In dieselbe Richtung gefragt: glaubst du, dass die Linke eine Verantwortung dafür hat, Leitbilder für die Zukunft zu liefern – utopische Visionen davon, wie es morgen aussehen könnte? Oder sollten wir uns nur darauf konzentrieren, die kommende globale Katastrophe zu verhindern und uns um den Rest später Sorgen machen? Was sind die unmittelbaren Schritte, die Sozialist*innen und sozialistische Organisationen vollziehen sollten?
Wir brauchen keine «Rezepte für die Garküche der Zukunft», wie Marx sie herablassend bezeichnet hat, noch können wir sie wirklich kreieren. D.h. es ist unmöglich, im Voraus eine exakte, detaillierte Blaupause für die zukünftige Gesellschaft zu erzeugen, weil eine neue Gesellschaft von der Bewegung selbst demokratisch und kollektiv erschaffen werden muss.
Aber ich glaube nicht, dass man eine wirklich ambitionierte Massenbewegung aufbauen kann, die das Ziel hat die Gesellschaft radikal zu transformieren – und das ist es, was wir brauchen – wenn man sich nur darauf konzentriert, die Katastrophe abzuwenden. Während ihrer Höhepunkte boten die sozialistischen und kommunistischen Bewegungen den Arbeiter*innen nicht nur eine Antwort auf Armut und Ausbeutung, sondern auch eine mögliche Vision einer emanzipierten Gesellschaft und Wirtschaft, die von den Arbeiter*innen kontrolliert wird. Und das ist umso wichtiger, wenn ein Großteil der tagtäglichen Arbeit der sozialistischen Politik nicht sonderlich utopisch oder radikal anmutet.

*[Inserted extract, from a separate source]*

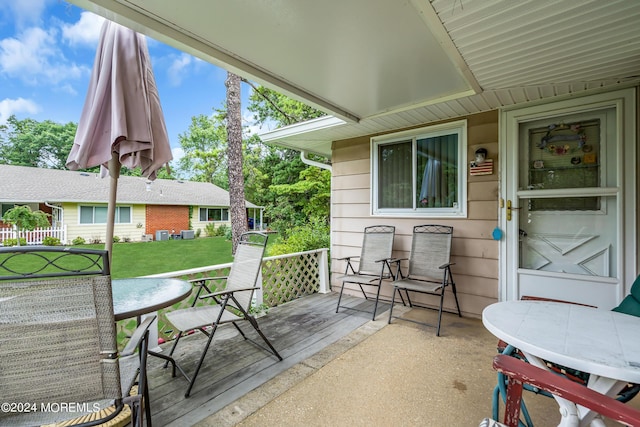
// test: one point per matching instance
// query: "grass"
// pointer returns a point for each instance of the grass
(144, 258)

In den USA, wo ich lebe, liegt der Fokus der alltäglichen Arbeit auf Dingen wie garantierter Zugang zu kostenloser Gesundheitsversorgung und Bildung, und darauf liberale Politiker*innen dazu zu bringen, kein Geld mehr von den Profiteuren fossiler Brennstoffe anzunehmen. Damit Menschen weiter entschlossen und motiviert bleiben, muss man diese Reformen innerhalb einer größeren Vision situieren, die auf die Entkommodifizierung der Arbeit und eine vollständig kohlenstofffreie Wirtschaft abzielt. Das ist notwendig, damit Menschen nicht ausbrennen oder aufgeben. Ich sehe meine Arbeit als einen Beitrag dafür, gemeinsam mit den Theoretiker*innen und den Künstler*innen die mich inspiriert haben.
Peter Frase ist Redakteur bei Jacobin Magazine und Autor von Four Futures (Verso, 2016). Er ist außerdem stellvertretender Vorsitzender der Hudson Valley-Ortsgruppe der Democratic Socialists of America.
Das Interview wurde von Loren Balhorn für die Rosa-Luxemburg-Stiftung geführt. Übersetzung von Johannes Liess.